The prompt code involves defining the interaction messages for the model, preparing the input format, generating a response based on the input, and finally decoding the generated output into a readable format. This process allows you to effectively utilize the model to solve mathematical equations or other tasks.

Detailing how to prepare the input for the model, generate a response, and decode the output:

**Step a) Define Messages for Chain of Thought (CoT)**

```python
messages = [
    {"role": "system", "content": "Please reason step by step, and put your final answer within \\boxed{}."},
    {"role": "user", "content": prompt}
]
```

**Explanation**:
- In this step, we define a list of messages that will be used to interact with the model.
- The first message is from the "system," instructing the model to reason through the problem step by step and to format the final answer within a LaTeX box (using `\boxed{}`), which is a common way to present mathematical answers.
- The second message is from the "user," containing the actual prompt (the mathematical equation) that you want the model to solve. This structure helps the model understand the context and the task it needs to perform.

**Step b) Prepare the Input for the Model**

```python
text = tokenizer.apply_chat_template(
    messages,
    tokenize=False,
    add_generation_prompt=True
)
```

**Explanation**:
- Here, you prepare the input for the model using a tokenizer.
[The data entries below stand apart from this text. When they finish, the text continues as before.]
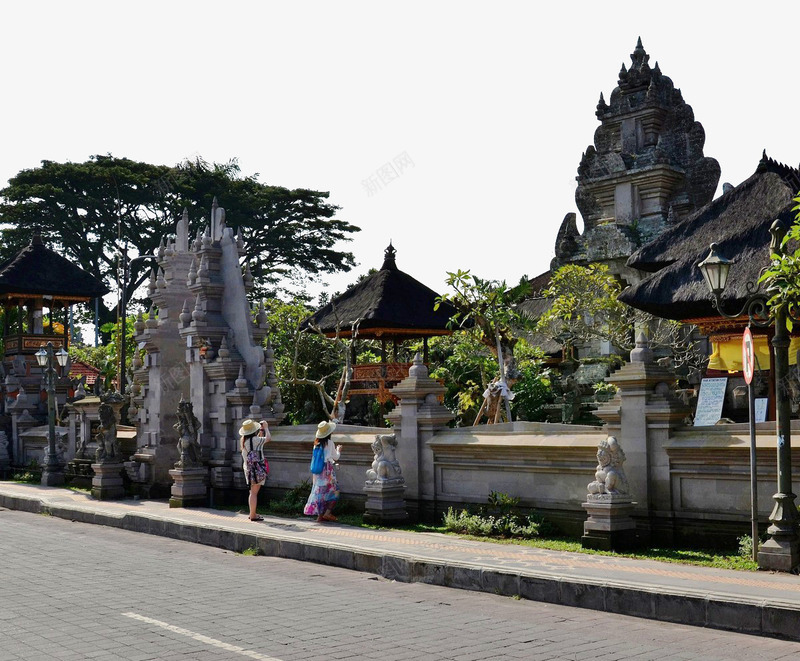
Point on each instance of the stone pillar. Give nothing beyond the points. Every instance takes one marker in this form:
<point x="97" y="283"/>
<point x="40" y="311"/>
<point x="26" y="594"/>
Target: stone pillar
<point x="417" y="417"/>
<point x="188" y="487"/>
<point x="640" y="417"/>
<point x="385" y="485"/>
<point x="608" y="503"/>
<point x="107" y="481"/>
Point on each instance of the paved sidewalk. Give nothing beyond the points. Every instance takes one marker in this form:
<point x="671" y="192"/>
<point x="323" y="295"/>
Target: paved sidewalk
<point x="748" y="602"/>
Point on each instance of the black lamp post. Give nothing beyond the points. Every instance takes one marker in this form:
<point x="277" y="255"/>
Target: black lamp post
<point x="53" y="470"/>
<point x="124" y="313"/>
<point x="782" y="550"/>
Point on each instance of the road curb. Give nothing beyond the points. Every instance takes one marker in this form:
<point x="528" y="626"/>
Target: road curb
<point x="718" y="611"/>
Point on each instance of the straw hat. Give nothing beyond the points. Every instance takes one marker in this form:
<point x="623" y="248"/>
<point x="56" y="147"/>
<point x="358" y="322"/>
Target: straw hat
<point x="325" y="428"/>
<point x="249" y="427"/>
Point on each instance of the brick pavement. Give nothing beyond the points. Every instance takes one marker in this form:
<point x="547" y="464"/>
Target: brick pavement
<point x="72" y="591"/>
<point x="742" y="601"/>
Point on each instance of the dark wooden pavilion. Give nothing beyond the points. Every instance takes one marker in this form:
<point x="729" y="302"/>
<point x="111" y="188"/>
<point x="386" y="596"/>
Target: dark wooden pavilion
<point x="36" y="280"/>
<point x="390" y="306"/>
<point x="738" y="222"/>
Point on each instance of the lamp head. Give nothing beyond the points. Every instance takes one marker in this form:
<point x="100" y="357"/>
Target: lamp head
<point x="62" y="357"/>
<point x="715" y="270"/>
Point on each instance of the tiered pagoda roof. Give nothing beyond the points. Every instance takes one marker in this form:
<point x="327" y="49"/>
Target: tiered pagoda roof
<point x="36" y="270"/>
<point x="738" y="222"/>
<point x="387" y="304"/>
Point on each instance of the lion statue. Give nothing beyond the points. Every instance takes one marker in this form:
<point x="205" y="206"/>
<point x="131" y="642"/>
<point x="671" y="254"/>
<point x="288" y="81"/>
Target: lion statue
<point x="385" y="465"/>
<point x="609" y="477"/>
<point x="188" y="428"/>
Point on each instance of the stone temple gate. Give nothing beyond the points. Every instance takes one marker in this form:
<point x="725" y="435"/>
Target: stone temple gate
<point x="201" y="342"/>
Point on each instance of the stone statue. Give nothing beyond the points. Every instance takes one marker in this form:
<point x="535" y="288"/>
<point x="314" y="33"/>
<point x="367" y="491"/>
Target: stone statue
<point x="188" y="428"/>
<point x="106" y="437"/>
<point x="80" y="449"/>
<point x="385" y="465"/>
<point x="609" y="478"/>
<point x="572" y="400"/>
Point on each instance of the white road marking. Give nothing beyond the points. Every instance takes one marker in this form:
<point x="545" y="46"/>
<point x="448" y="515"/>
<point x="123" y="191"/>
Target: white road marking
<point x="201" y="638"/>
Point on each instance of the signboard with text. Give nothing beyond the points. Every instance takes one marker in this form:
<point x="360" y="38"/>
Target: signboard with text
<point x="709" y="402"/>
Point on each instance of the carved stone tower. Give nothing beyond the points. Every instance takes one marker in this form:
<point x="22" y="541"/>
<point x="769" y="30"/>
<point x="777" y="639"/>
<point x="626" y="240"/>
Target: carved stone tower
<point x="203" y="346"/>
<point x="645" y="170"/>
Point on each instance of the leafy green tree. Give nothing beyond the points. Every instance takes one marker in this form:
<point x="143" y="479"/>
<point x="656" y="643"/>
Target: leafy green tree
<point x="783" y="275"/>
<point x="584" y="307"/>
<point x="466" y="366"/>
<point x="487" y="309"/>
<point x="90" y="211"/>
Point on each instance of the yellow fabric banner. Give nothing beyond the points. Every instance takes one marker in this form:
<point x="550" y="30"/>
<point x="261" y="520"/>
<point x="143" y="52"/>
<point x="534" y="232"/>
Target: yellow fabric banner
<point x="727" y="355"/>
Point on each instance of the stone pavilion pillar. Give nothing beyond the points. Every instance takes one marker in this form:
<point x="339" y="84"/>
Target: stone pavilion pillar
<point x="417" y="417"/>
<point x="641" y="417"/>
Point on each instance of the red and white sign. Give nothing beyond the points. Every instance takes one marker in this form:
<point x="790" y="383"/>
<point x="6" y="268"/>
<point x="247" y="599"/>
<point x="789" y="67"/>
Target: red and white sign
<point x="747" y="356"/>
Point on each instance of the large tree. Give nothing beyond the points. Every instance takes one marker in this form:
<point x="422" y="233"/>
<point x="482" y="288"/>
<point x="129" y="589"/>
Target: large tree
<point x="90" y="211"/>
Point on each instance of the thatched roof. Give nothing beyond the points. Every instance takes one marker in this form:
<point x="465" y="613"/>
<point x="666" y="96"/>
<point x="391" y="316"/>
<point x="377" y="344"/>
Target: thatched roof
<point x="738" y="222"/>
<point x="535" y="307"/>
<point x="388" y="303"/>
<point x="38" y="271"/>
The `apply_chat_template` method formats the messages into a structure that the model can understand.
- The `tokenize=False` argument indicates that you do not want to tokenize the messages at this stage, while `add_generation_prompt=True` ensures that any necessary prompts for generation are included.
- The resulting `text` variable will contain the formatted input that combines the system and user messages, making it ready for the model to process.

**Step c) Generate the Response**

```python
generated_ids = model.generate(
    **model_inputs,
    max_new_tokens=512
)
```

**Explanation**:
- In this step, you call the `generate` method of the model to produce a response based on the prepared input.
- The `model_inputs` variable (which should be defined earlier in your code) contains the tokenized input data.
- The `max_new_tokens=512` argument specifies the maximum number of new tokens that the model can generate in its response, helping to control the length of the output.
- The result, `generated_ids`, will contain the IDs of the tokens generated by the model, which represent the model's response to the prompt.
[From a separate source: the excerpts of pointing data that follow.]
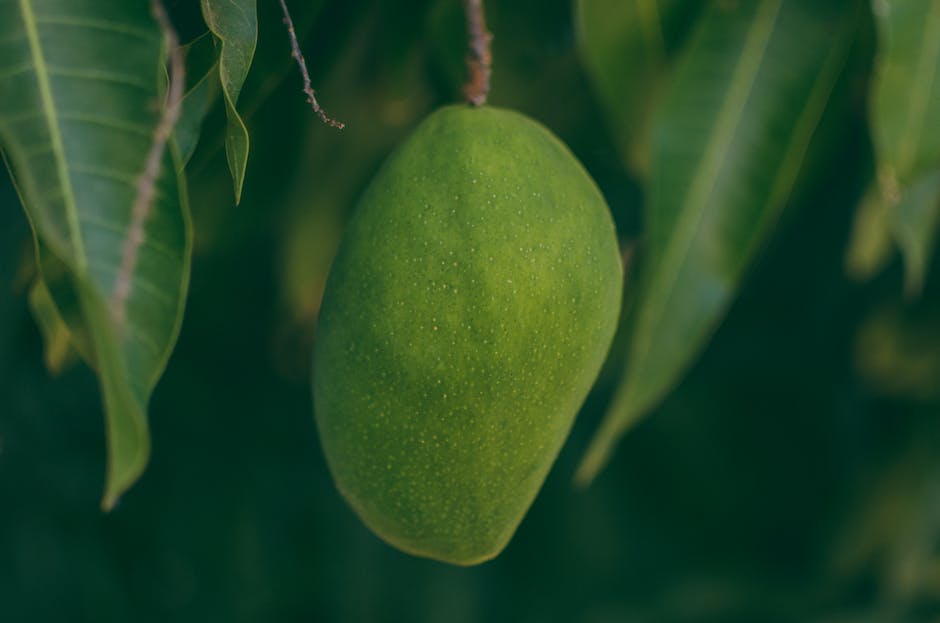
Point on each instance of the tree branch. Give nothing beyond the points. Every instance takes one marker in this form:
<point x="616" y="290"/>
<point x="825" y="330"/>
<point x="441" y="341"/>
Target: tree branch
<point x="302" y="64"/>
<point x="479" y="57"/>
<point x="146" y="183"/>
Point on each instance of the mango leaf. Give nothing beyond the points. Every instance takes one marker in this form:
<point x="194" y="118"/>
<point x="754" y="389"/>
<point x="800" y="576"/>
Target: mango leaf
<point x="235" y="26"/>
<point x="81" y="83"/>
<point x="728" y="144"/>
<point x="59" y="352"/>
<point x="626" y="47"/>
<point x="870" y="243"/>
<point x="201" y="75"/>
<point x="914" y="222"/>
<point x="906" y="125"/>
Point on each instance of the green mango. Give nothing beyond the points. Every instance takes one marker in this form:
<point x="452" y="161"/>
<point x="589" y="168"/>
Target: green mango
<point x="467" y="314"/>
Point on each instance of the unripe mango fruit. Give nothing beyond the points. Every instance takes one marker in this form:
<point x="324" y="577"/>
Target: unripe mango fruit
<point x="466" y="316"/>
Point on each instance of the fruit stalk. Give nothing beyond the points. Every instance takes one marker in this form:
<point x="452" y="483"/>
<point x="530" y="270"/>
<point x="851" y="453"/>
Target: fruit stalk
<point x="302" y="65"/>
<point x="479" y="57"/>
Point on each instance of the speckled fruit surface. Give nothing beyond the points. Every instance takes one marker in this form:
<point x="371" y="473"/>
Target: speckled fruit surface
<point x="469" y="309"/>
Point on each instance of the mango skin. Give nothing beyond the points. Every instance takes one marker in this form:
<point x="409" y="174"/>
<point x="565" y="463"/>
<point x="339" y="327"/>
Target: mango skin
<point x="467" y="314"/>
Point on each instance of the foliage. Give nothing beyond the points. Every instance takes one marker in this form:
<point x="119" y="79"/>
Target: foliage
<point x="777" y="367"/>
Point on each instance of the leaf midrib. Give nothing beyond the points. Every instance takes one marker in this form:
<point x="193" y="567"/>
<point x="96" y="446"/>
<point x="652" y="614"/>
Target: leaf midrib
<point x="55" y="135"/>
<point x="924" y="75"/>
<point x="742" y="82"/>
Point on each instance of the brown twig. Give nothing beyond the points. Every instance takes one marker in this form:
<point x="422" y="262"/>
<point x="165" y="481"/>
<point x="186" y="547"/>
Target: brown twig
<point x="479" y="57"/>
<point x="146" y="183"/>
<point x="302" y="64"/>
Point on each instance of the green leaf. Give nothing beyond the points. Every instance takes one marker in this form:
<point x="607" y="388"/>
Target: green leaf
<point x="728" y="144"/>
<point x="626" y="47"/>
<point x="81" y="84"/>
<point x="905" y="122"/>
<point x="59" y="352"/>
<point x="235" y="25"/>
<point x="870" y="244"/>
<point x="201" y="73"/>
<point x="914" y="222"/>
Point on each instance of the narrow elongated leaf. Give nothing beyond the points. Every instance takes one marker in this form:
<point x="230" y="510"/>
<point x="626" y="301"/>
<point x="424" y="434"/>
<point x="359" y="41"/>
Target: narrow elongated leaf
<point x="235" y="25"/>
<point x="59" y="352"/>
<point x="727" y="146"/>
<point x="201" y="76"/>
<point x="625" y="46"/>
<point x="914" y="222"/>
<point x="80" y="91"/>
<point x="906" y="124"/>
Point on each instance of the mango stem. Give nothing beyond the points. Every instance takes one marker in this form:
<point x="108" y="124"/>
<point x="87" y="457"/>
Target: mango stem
<point x="479" y="57"/>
**Step d) Decode the Generated Response**

```python
generated_ids = [
    output_ids[len(input_ids):] for input_ids, output_ids in zip(model_inputs.input_ids, generated_ids)
]
```

**Explanation**:
- This step involves decoding the generated token IDs back into human-readable text.
- The list comprehension iterates over pairs of `input_ids` (the original input tokens) and `output_ids` (the generated tokens). It slices the `output_ids` to exclude the tokens that correspond to the input, effectively isolating only the newly generated tokens.
- The resulting `generated_ids` list will contain only the tokens that represent the model's response.

**Step e) Final Decoding and Output**

```python
if generated_ids:
    response = tokenizer.batch_decode(generated_ids, skip_special_tokens=True)[0]
    print("Model Response:")
    print(response)
else:
    print("No response generated.")
```

**Explanation**:
- This step checks if there are any generated IDs. If there are, it decodes them into a string using the `batch_decode` method of the tokenizer, which converts the token IDs back into text while skipping any special tokens.
- The decoded response is then printed out. If no response was generated, a message indicating that is printed instead.



## Summary

In this notebook, I've explored how to utilize the Hugging Face Qwen 2.5 Math model to solve mathematical equations using a structured prompt code. First, I demonstrated how to define interaction messages that guide the model in reasoning step by step. Next, I prepared the input format to ensure compatibility with the model. Finally, I generated a response based on the provided prompt and decoded the output into a human-readable format.